The novel in East and Central Africa is largely realist, but postmodern narration based on phantasmatic oral literature and magical realism has emerged since the mid-1980s, to help the writers evade censorship and to address traumatic topics such as state-sponsored violence. Writers in indigenous languages like Said A. K. Mohamed (Zanzibar), Kyalo Wamitila and Katama Mkangi (Kenya), and Euphrase Kezilahabi (Tanzania) have produced novels in indigenous languages, playfully challenging the conventions of realism while grounding their novels in the material circumstances of the region. The trend is also visible in the work of Congolese Sony Labou Tansi. Mia Couto (António Emílio Leite Couto), born to white settler parents in 1955, is considered Mozambique's foremost creative writer. His novels in Portuguese have been widely appreciated for their magical realist technique and treatment of the memory. Ba Ka Khosa (Mozambique) joins Couto in producing Portuguese post-realist novels that draw on folklore (see MYTHOLOGY). Another leading writer from Mozambique is Lília Momplé, whose novel Neighbours: The Story of A Murder (1995) mixes memory with present-day conditions to examine the fraught relationship between Mozambique and apartheid South Africa.

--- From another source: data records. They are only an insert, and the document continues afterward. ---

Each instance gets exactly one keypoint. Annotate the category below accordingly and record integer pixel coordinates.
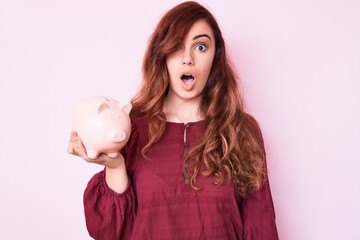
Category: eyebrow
(201, 35)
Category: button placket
(186, 145)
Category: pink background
(299, 62)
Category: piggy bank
(103, 125)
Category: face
(189, 67)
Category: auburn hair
(232, 148)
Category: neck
(182, 111)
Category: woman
(195, 163)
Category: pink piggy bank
(103, 125)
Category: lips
(187, 78)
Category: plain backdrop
(299, 68)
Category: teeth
(186, 76)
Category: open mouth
(187, 78)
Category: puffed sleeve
(257, 209)
(258, 215)
(110, 215)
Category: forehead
(198, 28)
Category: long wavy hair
(232, 148)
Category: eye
(201, 47)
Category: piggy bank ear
(127, 107)
(102, 107)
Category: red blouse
(158, 204)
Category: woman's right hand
(116, 175)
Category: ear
(102, 107)
(126, 107)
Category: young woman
(194, 167)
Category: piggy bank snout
(118, 136)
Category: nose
(187, 58)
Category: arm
(258, 215)
(257, 209)
(109, 215)
(109, 199)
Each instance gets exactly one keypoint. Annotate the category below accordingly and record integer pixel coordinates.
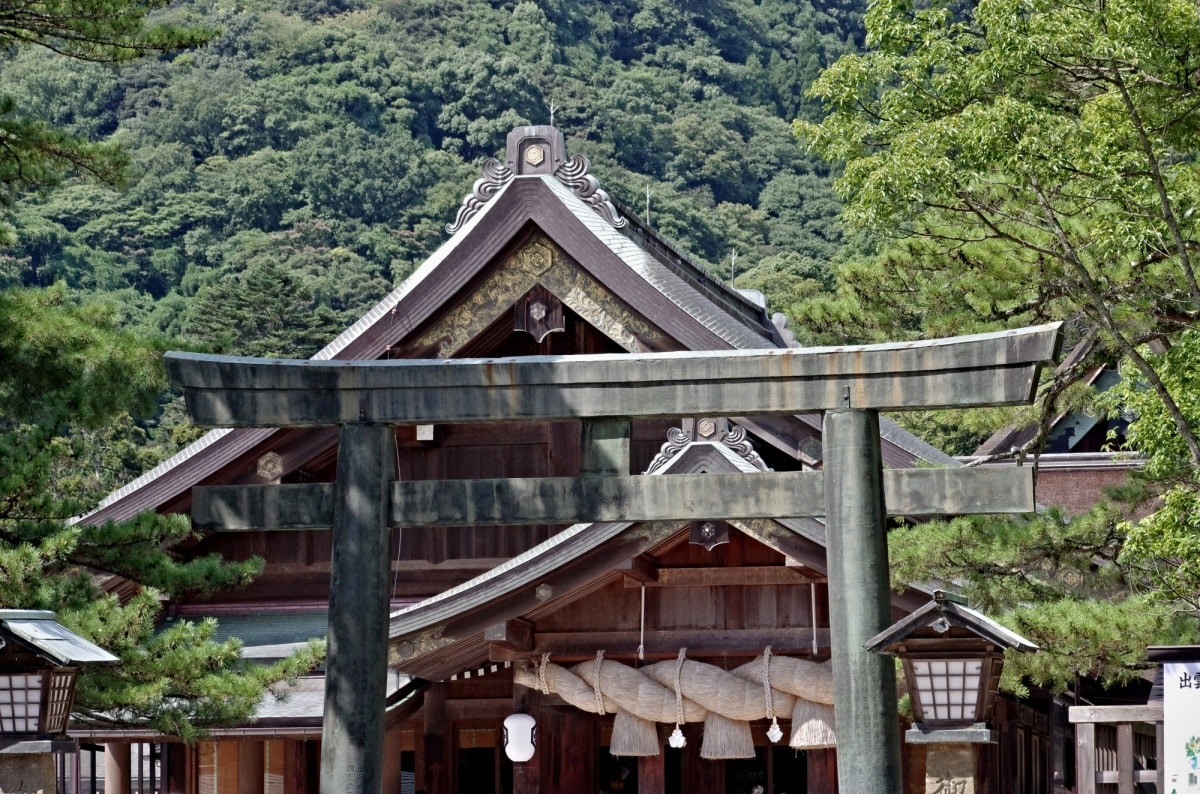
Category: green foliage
(1061, 583)
(1027, 162)
(65, 439)
(371, 119)
(1167, 541)
(1023, 162)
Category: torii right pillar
(859, 603)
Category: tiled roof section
(427, 269)
(733, 301)
(667, 280)
(921, 450)
(178, 473)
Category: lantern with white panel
(520, 737)
(952, 659)
(40, 661)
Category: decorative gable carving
(539, 263)
(537, 151)
(702, 438)
(539, 313)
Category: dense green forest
(286, 175)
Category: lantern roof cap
(945, 611)
(49, 638)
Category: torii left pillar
(357, 672)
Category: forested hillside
(286, 175)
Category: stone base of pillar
(951, 769)
(27, 774)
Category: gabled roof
(549, 224)
(445, 633)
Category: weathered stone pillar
(859, 605)
(357, 666)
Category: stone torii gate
(855, 494)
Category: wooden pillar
(117, 768)
(438, 761)
(251, 767)
(295, 767)
(357, 662)
(699, 775)
(391, 759)
(605, 446)
(568, 749)
(526, 777)
(859, 603)
(822, 770)
(179, 764)
(652, 774)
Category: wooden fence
(1117, 749)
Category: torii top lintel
(997, 368)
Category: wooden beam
(639, 570)
(515, 635)
(666, 644)
(586, 499)
(723, 577)
(983, 370)
(569, 500)
(1109, 714)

SEE ALSO: Dialect, Realism, Translation Theory.

Bibliography

1. Gikandi, S. and E. Mwangi, eds. (2007), Columbia Guide to East African Literature in English since 1945.

2. Irele, A. and S. Gikandi, eds. (2004), Cambridge History of African and Caribbean Literature, 2 vols.

3. Kahari, G.P. (1990), Rise of the Shona Novel.

4. Killam, G.D., ed. (1984), Writing of East and Central Africa.

5. Owomoyela, O., ed. (1993), History of Twentieth-Century African Literatures.

6. Roscoe, A., ed. (2008), Columbia Guide to Central African Literature in English since 1945.